2019-04-26T195556Z_1462663796_RC192F3254D0_RTRMADP_3_USA-IRAN-SANCTIONS-(Read-Only)
A gas flare is seen near Soroush fields alongside an Iranian flag (File image) Image Credit: Reuters

The International Atomic Energy Agency has called out Iran’s practices in its quarterly nuclear safeguards report. As Tehran and the Big Powers try to revive their nuclear deal of 2015, the prospects don’t seem very good. And Tehran only has itself to blame.

The talks have stalled, and the government in Iran has used this time — when restrictions are absent — to ramp up its stock piles of enriched uranium.

According to the IAEA report accessed by several news agencies, Tehran has accumulated 43kg of uranium enriched to 60 per cent, a rise of 30 per cent in the last three months.

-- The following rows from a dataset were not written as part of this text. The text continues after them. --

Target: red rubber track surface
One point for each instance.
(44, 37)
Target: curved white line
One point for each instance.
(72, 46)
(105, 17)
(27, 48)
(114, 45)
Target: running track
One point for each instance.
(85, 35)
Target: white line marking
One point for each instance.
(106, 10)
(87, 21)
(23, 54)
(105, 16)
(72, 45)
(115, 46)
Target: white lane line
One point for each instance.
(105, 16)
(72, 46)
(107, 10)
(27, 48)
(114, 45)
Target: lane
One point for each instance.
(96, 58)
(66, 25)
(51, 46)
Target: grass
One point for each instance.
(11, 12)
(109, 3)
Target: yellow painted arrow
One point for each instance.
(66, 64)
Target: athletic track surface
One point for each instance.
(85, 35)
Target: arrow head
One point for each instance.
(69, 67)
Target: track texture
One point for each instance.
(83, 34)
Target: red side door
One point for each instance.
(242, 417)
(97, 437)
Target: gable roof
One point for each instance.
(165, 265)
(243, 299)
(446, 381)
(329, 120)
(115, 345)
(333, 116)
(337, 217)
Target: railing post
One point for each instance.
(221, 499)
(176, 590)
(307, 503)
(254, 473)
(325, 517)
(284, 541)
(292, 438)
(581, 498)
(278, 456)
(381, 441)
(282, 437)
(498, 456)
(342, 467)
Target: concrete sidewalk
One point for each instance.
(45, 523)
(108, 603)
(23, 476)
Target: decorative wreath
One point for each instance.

The UN nuclear watchdog has said Iran’s stockpile had grown to more than 18 times the limit laid down in the 2015 deal, with total enriched uranium estimated at ‘3,809.3kg’.

Iran is continuing to work tirelessly towards a major expansion of its capacity to produce nuclear fuel. The report details the fact that Tehran has been trying hard to derail attempt to investigate uranium traces sampled at several undeclared locations.

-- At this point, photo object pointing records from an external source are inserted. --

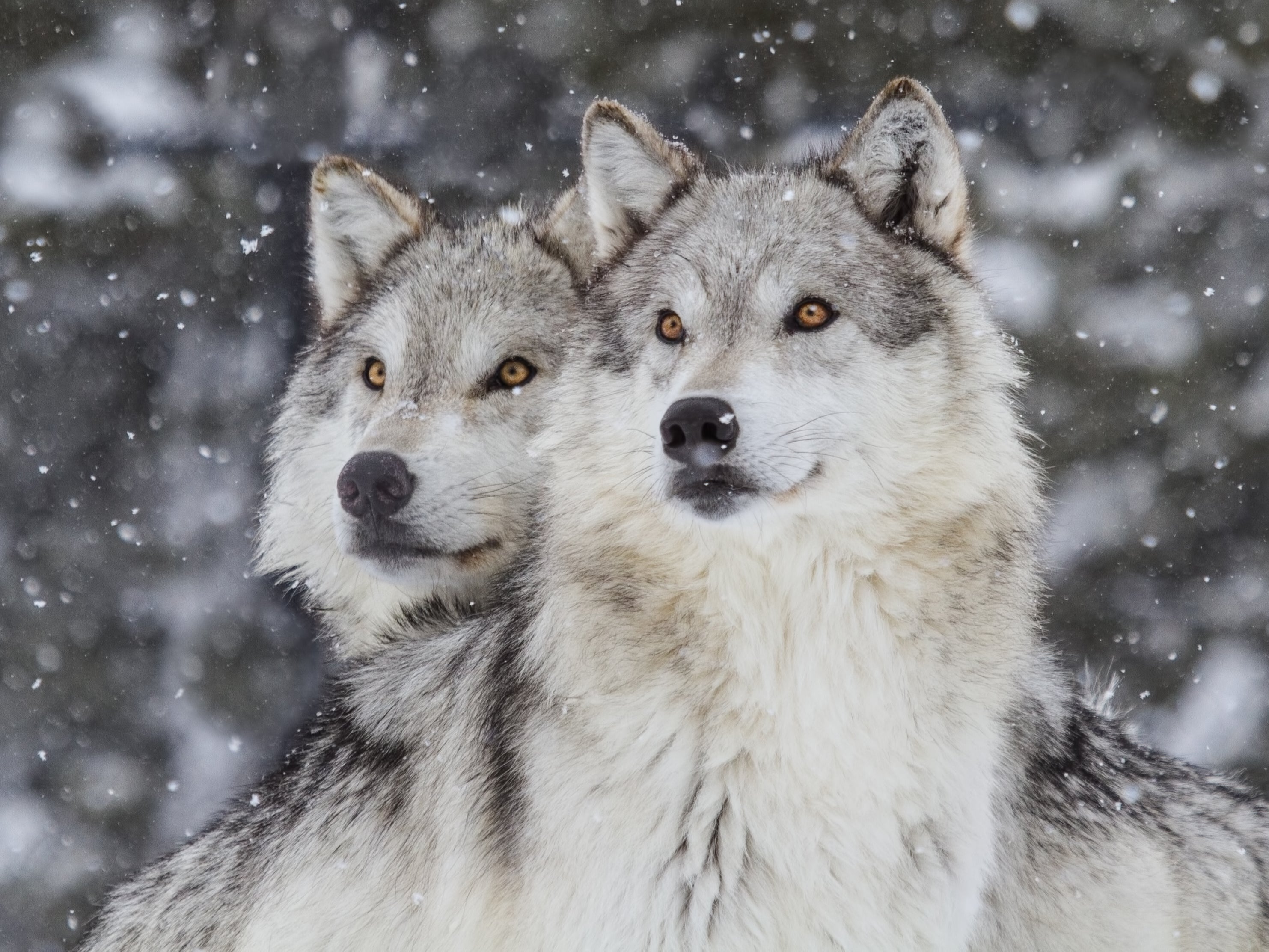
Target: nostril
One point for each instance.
(375, 483)
(697, 431)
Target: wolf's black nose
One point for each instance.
(698, 431)
(375, 483)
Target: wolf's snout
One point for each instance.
(375, 483)
(698, 431)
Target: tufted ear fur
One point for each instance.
(357, 221)
(565, 231)
(904, 166)
(631, 173)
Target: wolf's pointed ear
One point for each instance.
(631, 172)
(357, 219)
(565, 231)
(903, 163)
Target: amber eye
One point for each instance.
(514, 372)
(375, 374)
(669, 328)
(811, 314)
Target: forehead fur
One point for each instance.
(737, 253)
(451, 301)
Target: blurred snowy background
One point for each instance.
(153, 177)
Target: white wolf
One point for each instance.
(399, 480)
(771, 674)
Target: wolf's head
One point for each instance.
(398, 469)
(792, 344)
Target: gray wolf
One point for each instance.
(398, 469)
(770, 673)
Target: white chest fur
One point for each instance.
(811, 767)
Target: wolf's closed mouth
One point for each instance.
(715, 492)
(405, 552)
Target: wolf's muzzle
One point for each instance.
(375, 483)
(700, 431)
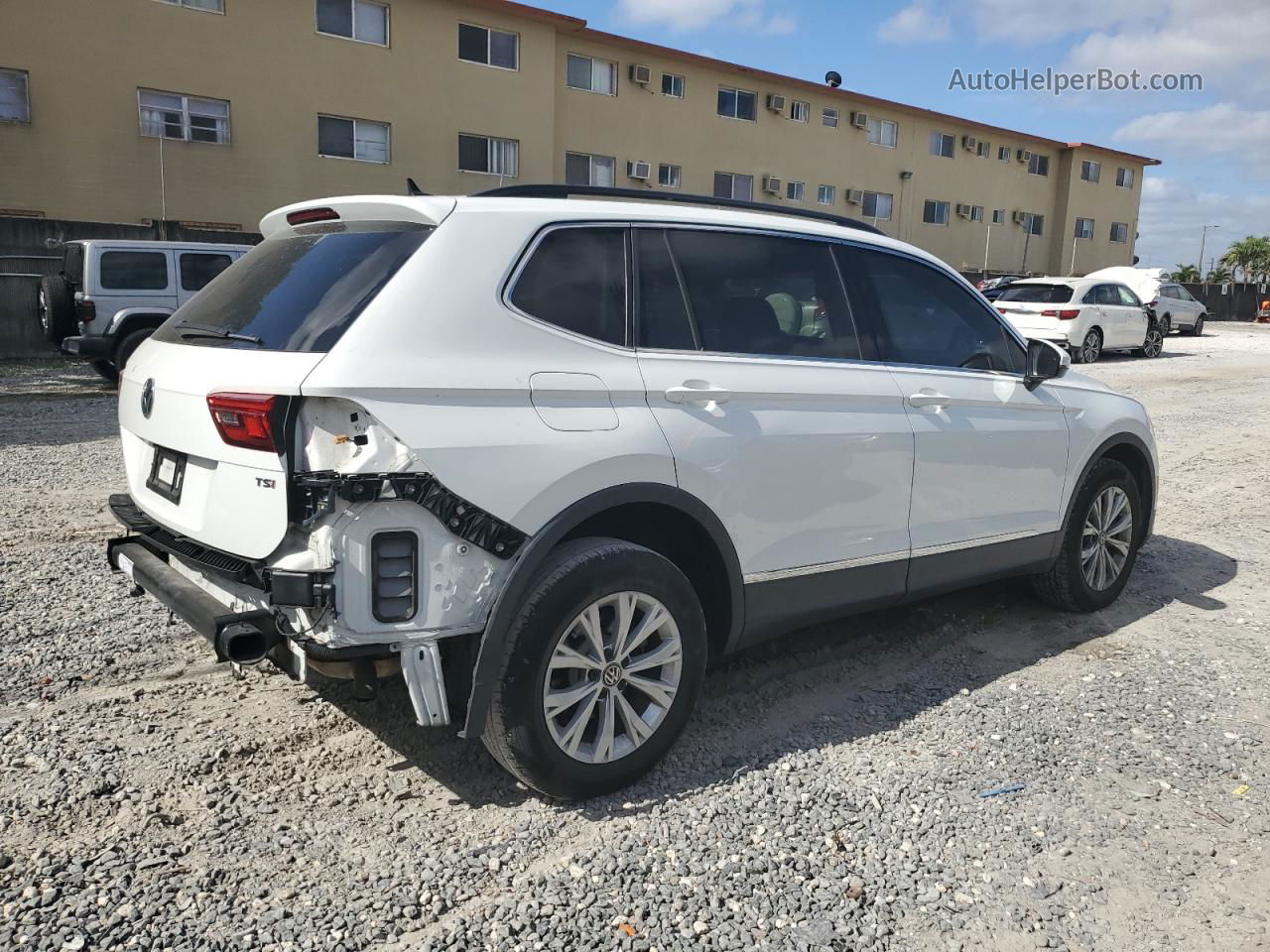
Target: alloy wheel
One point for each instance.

Why is all this important?

Think of the good old dictum: Trust, but verify. IAEA oversight and monitoring is based on the fact that it is able to verify that what the countries are telling it is what they are actually doing. The well-grounded fear that Iran could be providing incomplete information flies in the face of this concept.

As things stand, information provided — about nuclear material and nuclear-related activities — cannot be verified by the IAEA. And that is a problem. It is a problem that the organisation will discuss when it meets on June 6 in Vienna. The meeting could conclude with Iran being referred to the UN Security Council for violating its obligations.

How has Iran responded to all this? By accusing the IAEA, of course. It said that the report was unfair and ‘did not reflect the reality of talks between Iran and the agency ... under pressure from the Zionists’.

To be accepted as a full-fledged member of the international community and as well as the region, Tehran knows what it has to do. It has to come clean on the nuclear issue. But also, it should change its policies, which have brought nothing other than hardships for its own population and violent chaos in the region.